Much to the dismay of major telecom corporations, companies that got their start thanks to the success of the web are now investing time and money into the fiber optic lines that span the globe and connect users.
As the Wall Street Journal reports, companies like Amazon, Microsoft, Facebook and Google are striking deals and funding projects to enhance Internet bandwidth and speed.
Google, for example, now controls more than 100,000 miles of fiber-optic cable around the world – more than twice the size of the network operated by Sprint Corporation. Facebook also owns new dark fiber cables throughout Europe and is only going to expand its reach.
The news is bittersweet for telecom companies who, without investments from other sources, probably couldn’t keep up with the soaring demands for Internet from around the world.

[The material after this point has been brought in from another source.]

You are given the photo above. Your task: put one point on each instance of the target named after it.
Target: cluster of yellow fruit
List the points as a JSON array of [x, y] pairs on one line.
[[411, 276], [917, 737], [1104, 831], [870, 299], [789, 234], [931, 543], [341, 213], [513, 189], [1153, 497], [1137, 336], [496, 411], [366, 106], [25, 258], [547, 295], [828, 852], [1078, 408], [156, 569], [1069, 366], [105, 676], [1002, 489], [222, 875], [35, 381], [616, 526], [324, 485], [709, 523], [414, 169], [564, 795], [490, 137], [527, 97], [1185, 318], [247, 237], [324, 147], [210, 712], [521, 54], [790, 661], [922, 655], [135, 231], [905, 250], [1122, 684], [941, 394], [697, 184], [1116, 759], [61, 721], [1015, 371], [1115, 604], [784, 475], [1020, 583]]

“On one hand, the projects are bringing a fresh source of investment to an industry dogged for more than a decade by falling prices and excess capacity,” Says the Wall Street Journal. “But the industry is already grappling with the concern that it will be reduced to “dumb pipes”—simple conduits for valuable traffic. The current trend, they fear, could downgrade companies even further to mere builders of those pipes.”
Google is one company that has undoubtedly helped with this problem. The technology giant has invested hundreds of millions of dollars and laid thousands of miles worth of cables. According to the Journal, it’s also ” aggressively acquiring contracts for bandwidth, often presenting prewritten contracts and eschewing protracted negotiations.”
Microsoft, it reports, is also expanding its cloud-computing services that require its own fiber networks. The same goes for Amazon.
But, times are changing, points out Michael Murphy, president of Newton, Mass., telecom consulting service NEF Inc., and companies like Amazon and Google will only continue to invest to help their companies grow.
“If you’ve got enough money and enough bandwidth requirements,” he told the Journal, “at some point it makes sense just to build it.”
Megan Abraham is a staff writer for SiteProNews.